The Fear of Opposition


I came across this video on my Facebook newsfeed.  As far as the main thrust of the guy's speech, I'd say that he's making a mountain out of a molehill.  I don't believe that personalized ads or search results are even remotely dangerous.

One thing he talked about did pique my interest, though, and that was when he pointed out that Facebook started filtering out his conservative friends from his newsfeed simply because he clicked on his liberal friends' profiles more often.  I've known that Facebook's been doing this for a while--I'm not certain exactly how long that's been, but it's never bothered me either.

However, it did make me think about why that is the case.  Obviously, part of the reason is that Facebook's just trying to make it easier to find the things you're more interested in and filter out the things that you're less likely to be interested in.  In my opinion, that's not necessarily a bad thing.  What I do think is bad, though, is that we do this as humans.  We did it before the internet ever came out, and I'm sure that we've done it for pretty much all of the history of our race.

I've noticed that as I came out of the closet and started posting more gay-related things on my wall, dozens of my old friends (and family) unfriended me, blocked me, or simply removed my items from ever appearing in their newsfeed.  They don't like the things I'm posting (for whatever reason) and therefore, they avoid them.  Interestingly enough, many of the people who have unfriended me have sent me an email explaining that they did so, and why they did so, and still considered me to be a good friend and a good person in real life, but simply didn't want to be reading my posts anymore.

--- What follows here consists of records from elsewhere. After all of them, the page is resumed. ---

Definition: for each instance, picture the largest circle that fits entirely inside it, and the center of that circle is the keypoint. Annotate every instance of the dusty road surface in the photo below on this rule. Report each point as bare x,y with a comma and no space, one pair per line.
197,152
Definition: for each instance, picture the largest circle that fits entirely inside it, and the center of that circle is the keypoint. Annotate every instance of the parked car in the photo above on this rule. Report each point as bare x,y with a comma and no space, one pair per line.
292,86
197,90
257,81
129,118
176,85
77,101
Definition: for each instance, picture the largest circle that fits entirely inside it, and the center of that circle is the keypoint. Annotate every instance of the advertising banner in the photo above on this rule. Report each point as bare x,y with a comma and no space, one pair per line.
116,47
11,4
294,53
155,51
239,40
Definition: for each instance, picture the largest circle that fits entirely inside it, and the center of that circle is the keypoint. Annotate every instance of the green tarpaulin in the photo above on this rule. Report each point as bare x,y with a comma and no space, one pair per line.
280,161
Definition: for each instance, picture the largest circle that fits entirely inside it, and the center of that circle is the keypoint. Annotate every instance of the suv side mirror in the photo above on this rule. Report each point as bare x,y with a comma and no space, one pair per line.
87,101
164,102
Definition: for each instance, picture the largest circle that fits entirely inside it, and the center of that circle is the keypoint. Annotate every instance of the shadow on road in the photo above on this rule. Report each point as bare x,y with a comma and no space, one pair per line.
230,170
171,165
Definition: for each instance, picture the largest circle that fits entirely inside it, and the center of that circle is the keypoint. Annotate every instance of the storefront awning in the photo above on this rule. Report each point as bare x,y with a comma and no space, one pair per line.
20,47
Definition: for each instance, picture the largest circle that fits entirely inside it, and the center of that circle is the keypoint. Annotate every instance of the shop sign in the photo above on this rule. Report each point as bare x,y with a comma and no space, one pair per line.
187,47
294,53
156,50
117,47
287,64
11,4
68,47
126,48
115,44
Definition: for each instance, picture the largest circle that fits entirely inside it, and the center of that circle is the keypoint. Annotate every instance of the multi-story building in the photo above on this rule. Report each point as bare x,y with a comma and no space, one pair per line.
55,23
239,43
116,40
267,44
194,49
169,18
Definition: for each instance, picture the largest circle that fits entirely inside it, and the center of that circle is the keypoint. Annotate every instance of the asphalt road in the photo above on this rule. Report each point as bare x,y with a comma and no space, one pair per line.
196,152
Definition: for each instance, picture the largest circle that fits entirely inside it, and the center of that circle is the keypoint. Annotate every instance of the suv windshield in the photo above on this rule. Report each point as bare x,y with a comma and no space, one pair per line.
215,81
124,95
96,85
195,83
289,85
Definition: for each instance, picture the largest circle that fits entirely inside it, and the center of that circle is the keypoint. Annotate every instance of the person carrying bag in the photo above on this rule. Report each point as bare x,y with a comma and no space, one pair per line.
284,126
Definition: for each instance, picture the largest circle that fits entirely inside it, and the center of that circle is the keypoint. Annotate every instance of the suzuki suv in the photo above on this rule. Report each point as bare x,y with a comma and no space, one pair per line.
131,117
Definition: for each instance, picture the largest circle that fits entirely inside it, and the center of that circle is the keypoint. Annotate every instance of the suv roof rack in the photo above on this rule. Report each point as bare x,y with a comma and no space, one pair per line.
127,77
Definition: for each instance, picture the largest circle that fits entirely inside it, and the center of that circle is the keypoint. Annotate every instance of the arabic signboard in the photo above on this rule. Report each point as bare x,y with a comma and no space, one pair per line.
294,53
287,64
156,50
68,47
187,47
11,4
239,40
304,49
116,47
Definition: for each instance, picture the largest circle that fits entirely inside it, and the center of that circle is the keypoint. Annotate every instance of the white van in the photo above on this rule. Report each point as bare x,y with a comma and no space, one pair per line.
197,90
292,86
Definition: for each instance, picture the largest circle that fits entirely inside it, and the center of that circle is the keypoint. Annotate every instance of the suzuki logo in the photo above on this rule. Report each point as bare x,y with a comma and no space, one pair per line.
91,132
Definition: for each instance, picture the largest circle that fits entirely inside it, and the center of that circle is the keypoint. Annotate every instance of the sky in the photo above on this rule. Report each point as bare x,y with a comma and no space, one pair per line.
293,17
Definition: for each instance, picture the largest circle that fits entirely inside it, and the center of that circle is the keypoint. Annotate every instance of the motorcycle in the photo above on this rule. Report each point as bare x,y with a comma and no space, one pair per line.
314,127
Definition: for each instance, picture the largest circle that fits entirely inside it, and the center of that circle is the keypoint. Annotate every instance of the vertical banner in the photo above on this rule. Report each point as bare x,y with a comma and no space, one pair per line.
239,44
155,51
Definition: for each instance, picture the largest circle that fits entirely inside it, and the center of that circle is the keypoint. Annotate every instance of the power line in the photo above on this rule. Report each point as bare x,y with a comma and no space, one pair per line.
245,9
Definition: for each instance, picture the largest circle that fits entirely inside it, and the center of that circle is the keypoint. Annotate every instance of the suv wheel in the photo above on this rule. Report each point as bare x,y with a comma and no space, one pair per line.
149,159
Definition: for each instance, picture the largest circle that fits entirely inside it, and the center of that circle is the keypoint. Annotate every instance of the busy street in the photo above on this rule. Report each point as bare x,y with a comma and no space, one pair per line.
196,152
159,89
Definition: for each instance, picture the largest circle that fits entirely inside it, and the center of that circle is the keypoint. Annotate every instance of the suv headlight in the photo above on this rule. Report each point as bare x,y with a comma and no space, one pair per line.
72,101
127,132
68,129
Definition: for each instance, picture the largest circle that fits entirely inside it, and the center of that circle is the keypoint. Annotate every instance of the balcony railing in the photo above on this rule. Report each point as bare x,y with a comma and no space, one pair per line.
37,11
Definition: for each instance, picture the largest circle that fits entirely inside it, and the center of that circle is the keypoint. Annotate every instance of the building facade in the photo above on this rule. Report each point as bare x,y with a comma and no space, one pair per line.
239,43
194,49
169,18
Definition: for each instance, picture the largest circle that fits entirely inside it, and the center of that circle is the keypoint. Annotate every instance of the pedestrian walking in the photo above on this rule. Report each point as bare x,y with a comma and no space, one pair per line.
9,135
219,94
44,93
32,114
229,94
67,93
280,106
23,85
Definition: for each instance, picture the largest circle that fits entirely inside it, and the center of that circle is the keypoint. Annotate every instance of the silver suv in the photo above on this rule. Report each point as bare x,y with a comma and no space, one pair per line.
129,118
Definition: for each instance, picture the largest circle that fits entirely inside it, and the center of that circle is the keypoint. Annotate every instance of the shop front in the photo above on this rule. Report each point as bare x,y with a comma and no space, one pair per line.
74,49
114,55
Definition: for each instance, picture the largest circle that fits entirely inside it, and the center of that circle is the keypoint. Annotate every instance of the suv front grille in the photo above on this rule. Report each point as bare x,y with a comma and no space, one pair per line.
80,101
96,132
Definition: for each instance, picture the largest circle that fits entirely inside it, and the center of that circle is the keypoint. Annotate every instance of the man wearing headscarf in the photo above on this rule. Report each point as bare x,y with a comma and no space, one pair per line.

I think this is very dangerous.  This may very well be one of the things causing these filterings that this guy is talking about.  People don't like to talk to someone who disagrees with them.  People don't like confrontation (or, they do like confrontation, but only for the sake of fighting, not for the sake of actually holding an intellectual discussion).  I know I'm guilty of this myself.  I often avoid clicking on links that people post that are about things that I don't believe or agree with.  I think it's very much a part of human nature.

We don't like to socialize with people that disagree.  We view such people as enemies, contending against us on something that we believe.  This is unfortunate, and dangerous.  It causes people with a certain mindset to become more solidified in that mindset because they only want to socialize with people who have the same mindset.

For example, Mormons like to socialize with other Mormons.  They home teach each other, they do activities together, talk at church, invite each other over for dinner.  But, they don't branch out of that social circle as much as they should.  I remember when I was at an activity with all Mormon people, we talked about this very thing.  Many of them there were saying that they have very few or even no friends who were not Mormon that they regularly socialized with.  Of course, they knew dozens and likely hundreds of people who were not Mormon, but they didn't go drinking with them, they didn't go to their parties, didn't invite them to their own parties, et cetera.

The same is true for liberals and conservatives.  Liberals like socializing with other liberals and conservatives with conservatives.  You tell a liberal that you're conservative and ey're liable to dislike you (or at least not choose to be around you during leisure time).  People simply prefer the company of those they identify with.  I mean, it's definitely true that you need something in common with someone in order to motivate having a friendship with them.  But, to avoid any discussion with a person simply because they don't agree with you seems like a drastic overreaction.